The Germany-Brazil match ranks second by this metric; Germany’s six-goal win produced an 83-point rating shift in its favor.

As I mentioned, however, the Elo system discounts lopsided victories. Since it was the lopsidedness of the scoreline that made Tuesday’s match such an outlier, that somewhat defeats our purpose of placing the result in historical context.

So I ran an alternate version of the Elo ratings that includes no discount for scoring margin — every goal counts as much as the last. By this rendering, the Germany-Brazil match does rank well ahead of anything else.

There are still plenty of questions to ask about the match, and the model. To state the obvious, the loss of Neymar and Silva may have had a much larger impact than we accounted for. Not only do those players have enormous individual talent, they serve as the tactical anchors of Brazil’s offense and defense, respectively. Brazil’s defense appeared disorganized — then stunned, then demoralized.

Betting markets, which had the game at even odds going in, look a lot better than SPI and Elo in this instance.

But there was almost certainly some bad luck for Brazil. It had more shots than Germany in the match — I would never have guessed that while watching the game — and kept possession of the ball slightly more than half the time. Some of the goals that Brazil keeper Julio Cesar allowed were unavoidable, but he was not exactly Tim Howard in net. Even if our model had treated the teams as evenly matched going in, it would still have given Germany just a 1-in-900 chance of winning by six goals or more.

Germany’s win will also affect its odds in the World Cup final. Before Tuesday’s match, SPI had it rated just slightly ahead of the Netherlands but just slightly behind Argentina. But it will get a huge amount of credit for its overwhelming victory, and will likely enter the final as the SPI favorite unless the Argentines or the Dutch do something equally impressive.

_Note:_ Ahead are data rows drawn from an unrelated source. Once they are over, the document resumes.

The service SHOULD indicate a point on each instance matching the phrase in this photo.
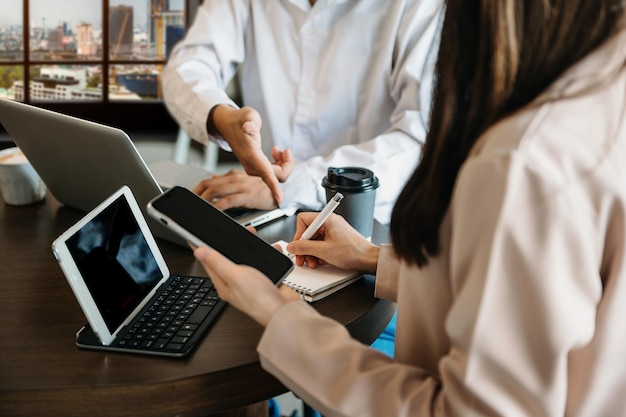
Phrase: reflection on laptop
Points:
(121, 281)
(82, 162)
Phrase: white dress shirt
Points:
(340, 83)
(522, 312)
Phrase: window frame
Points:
(127, 115)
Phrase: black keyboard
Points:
(174, 322)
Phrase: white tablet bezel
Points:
(77, 283)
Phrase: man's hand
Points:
(236, 189)
(241, 128)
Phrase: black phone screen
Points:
(217, 230)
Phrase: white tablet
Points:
(112, 263)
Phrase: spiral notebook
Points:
(315, 284)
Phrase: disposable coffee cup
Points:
(358, 186)
(19, 182)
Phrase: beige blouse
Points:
(524, 311)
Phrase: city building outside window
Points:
(98, 59)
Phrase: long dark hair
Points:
(495, 57)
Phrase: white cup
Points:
(19, 182)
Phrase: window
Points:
(96, 59)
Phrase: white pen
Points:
(322, 217)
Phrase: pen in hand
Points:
(322, 217)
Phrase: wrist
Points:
(369, 259)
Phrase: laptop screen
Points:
(115, 261)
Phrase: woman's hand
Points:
(244, 287)
(336, 243)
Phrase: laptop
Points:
(82, 163)
(122, 283)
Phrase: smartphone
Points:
(202, 224)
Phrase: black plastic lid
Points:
(350, 179)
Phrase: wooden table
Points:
(43, 373)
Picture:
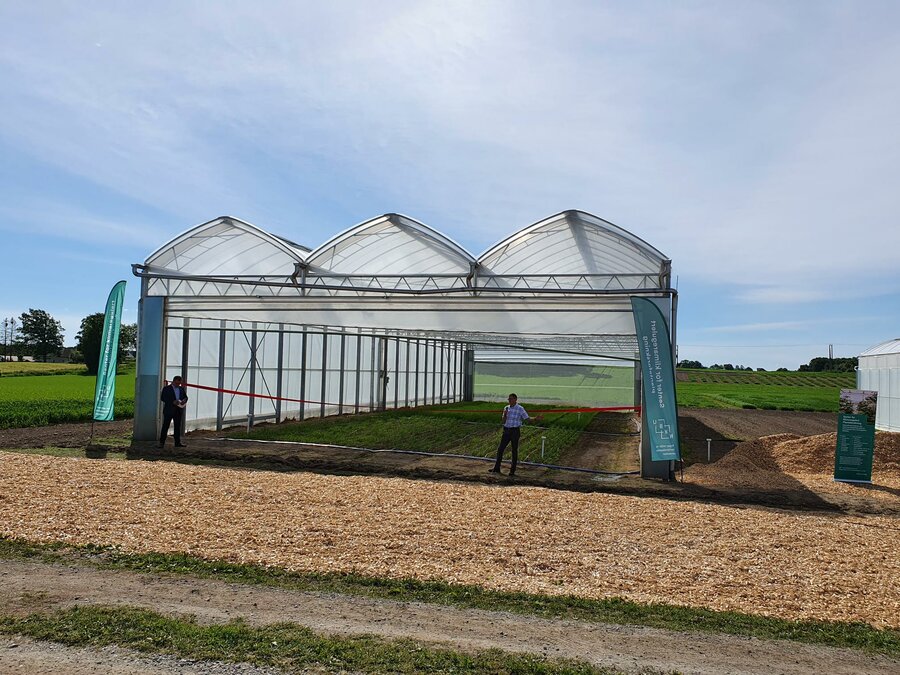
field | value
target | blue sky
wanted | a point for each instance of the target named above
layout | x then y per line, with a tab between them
753	143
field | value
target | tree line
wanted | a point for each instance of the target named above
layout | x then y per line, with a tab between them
820	364
37	334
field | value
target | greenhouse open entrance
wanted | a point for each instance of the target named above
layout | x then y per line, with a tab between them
388	314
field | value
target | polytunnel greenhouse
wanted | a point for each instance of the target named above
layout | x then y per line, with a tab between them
387	314
879	370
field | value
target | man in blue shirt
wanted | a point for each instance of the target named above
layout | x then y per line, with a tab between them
514	416
174	399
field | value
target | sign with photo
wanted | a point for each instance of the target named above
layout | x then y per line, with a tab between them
856	436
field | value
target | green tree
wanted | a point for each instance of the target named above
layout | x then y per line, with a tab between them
40	333
9	336
90	340
868	407
127	339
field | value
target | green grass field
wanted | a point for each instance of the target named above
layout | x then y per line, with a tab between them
36	400
458	428
590	386
48	398
19	368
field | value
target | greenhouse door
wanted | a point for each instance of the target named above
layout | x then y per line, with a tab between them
383	377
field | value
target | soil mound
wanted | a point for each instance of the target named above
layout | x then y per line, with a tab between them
774	461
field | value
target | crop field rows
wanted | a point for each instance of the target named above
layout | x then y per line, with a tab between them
38	400
775	379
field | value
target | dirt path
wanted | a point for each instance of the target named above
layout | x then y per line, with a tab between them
37	587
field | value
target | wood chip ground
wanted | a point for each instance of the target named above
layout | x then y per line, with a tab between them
756	560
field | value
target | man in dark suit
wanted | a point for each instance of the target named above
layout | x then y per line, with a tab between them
174	399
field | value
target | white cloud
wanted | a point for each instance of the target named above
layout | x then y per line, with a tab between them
755	145
759	327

CORRECTION (July 9, 10:35 a.m.): A previous version of the third table in this post, “Most Unexpected Scorelines in World Cup History,” incorrectly listed Switzerland defeating Turkey 7-0 in 1998 as the fourth-most unexpected scoreline. It should have listed Turkey defeating South Korea 7-0 in 1954. The table has been updated.

Nate Silver is the founder and editor in chief of FiveThirtyEight.